Los casos 1 y 2 atribuyen, claramente, un conocimiento
proposicional a x, a saber, el contenido de la norma que uno (yo o cualquier
otro) debe seguir para hacer F. Esos casos, por tanto, no dan cobertura a la
tesis de que saber-cómo es independiente de saber-que. Los casos 3 y 4 son
ambiguos: ¿necesita uno saber todas las formas en que hacer F? No: uno podría
“hacer” algo sin saber todas las maneras de hacerlo. Pero lo que sí es
imprescindible para que se pueda decir que “sabe-cómo” hacer algo (es decir,
que sea una acción intencional, diferente a la que es el caer de una hoja de un
árbol) es que x sepa al menos una manera de hacerlo.
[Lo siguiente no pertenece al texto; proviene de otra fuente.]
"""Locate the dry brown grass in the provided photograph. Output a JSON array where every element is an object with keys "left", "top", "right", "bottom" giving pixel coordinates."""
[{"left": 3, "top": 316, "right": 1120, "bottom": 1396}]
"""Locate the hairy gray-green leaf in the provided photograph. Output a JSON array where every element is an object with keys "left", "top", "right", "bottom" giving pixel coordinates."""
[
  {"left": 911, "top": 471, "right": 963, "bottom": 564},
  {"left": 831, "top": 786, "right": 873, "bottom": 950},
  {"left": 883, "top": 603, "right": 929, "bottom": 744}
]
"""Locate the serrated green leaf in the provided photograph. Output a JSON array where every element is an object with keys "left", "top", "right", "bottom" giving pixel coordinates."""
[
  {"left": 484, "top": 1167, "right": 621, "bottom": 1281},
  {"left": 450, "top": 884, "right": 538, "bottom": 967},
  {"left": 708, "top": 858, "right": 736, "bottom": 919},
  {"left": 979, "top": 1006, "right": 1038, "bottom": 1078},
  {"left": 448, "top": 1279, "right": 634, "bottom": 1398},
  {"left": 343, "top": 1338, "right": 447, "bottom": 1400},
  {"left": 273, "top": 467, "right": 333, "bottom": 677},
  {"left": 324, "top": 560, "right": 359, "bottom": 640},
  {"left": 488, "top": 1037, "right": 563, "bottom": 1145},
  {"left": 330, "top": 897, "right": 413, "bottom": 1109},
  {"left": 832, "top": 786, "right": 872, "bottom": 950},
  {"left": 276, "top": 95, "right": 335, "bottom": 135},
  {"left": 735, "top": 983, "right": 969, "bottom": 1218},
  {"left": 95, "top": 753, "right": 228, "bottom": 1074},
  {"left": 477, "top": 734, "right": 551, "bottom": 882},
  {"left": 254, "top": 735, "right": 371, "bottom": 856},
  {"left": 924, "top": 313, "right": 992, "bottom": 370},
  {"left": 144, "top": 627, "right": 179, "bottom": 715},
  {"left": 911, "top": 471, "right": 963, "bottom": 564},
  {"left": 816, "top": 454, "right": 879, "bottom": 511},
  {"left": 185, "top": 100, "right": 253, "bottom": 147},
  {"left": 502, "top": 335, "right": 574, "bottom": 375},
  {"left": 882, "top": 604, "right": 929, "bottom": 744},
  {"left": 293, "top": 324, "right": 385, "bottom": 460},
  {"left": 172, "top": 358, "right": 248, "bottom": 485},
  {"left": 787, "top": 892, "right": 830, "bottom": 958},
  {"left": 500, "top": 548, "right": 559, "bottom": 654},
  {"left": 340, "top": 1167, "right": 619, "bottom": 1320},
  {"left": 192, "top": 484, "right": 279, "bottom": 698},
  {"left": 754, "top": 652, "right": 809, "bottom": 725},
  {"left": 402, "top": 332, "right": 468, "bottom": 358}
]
El análisis de la sintaxis no provee ningún argumento para sostener que
alguna expresión del tipo “x sabe + infinitivo” no implica un saber-que.
¿Cómo hay que definir
entonces “saber-cómo”? La propuesta
de Stanley y Williamson es la siguiente:
“x sabe cómo F” es verdadera si y solo si para cierta manera contextualmente relevante, m, que es una manera para x de hacer F, x sabe-que m es una manera para él de hacer F.
Es decir, podemos hablar de que alguien sabe cómo hacer algo
(y no simplemente que lo “hace” por casualidad o le ocurre) si ese alguien sabe
que esa es una de las maneras posibles, y pertinente dada el contexto, de hacer
eso. Juan sabe cómo montar en bici si conoce alguna manera en que hay que mover
el cuerpo y los pedales para que la bici ande. Luisa sabe demostrar un teorema
si sabe qué es lo que hace, de alguna manera al menos, que un teorema esté
demostrado.
Esta caracterización del saber, añaden los autores del
artículo, implica una teoría de la intencionalidad de tipo russelliano, en que el sujeto se relaciona con proposiciones,
pero con proposiciones que pueden contener maneras de entrar en acción. Hay
diferentes maneras en que puede presentarse a la mente una proposición que
contenga maneras de actuar. Pero el hecho de que un conocimiento tenga
conexiones no conocidas, no implica que no sea un caso de saber-que. No es
preciso, en definitiva, postular un tipo de conocimiento no proposicional: el saber-cómo es solo un caso de saber-que,
un saber-qué hay que hacer en determinadas circunstancias.
Por no alargar mucho esta entrada, dejo mis comentarios y mi
opinión sobre el tema, para una futura ocasión.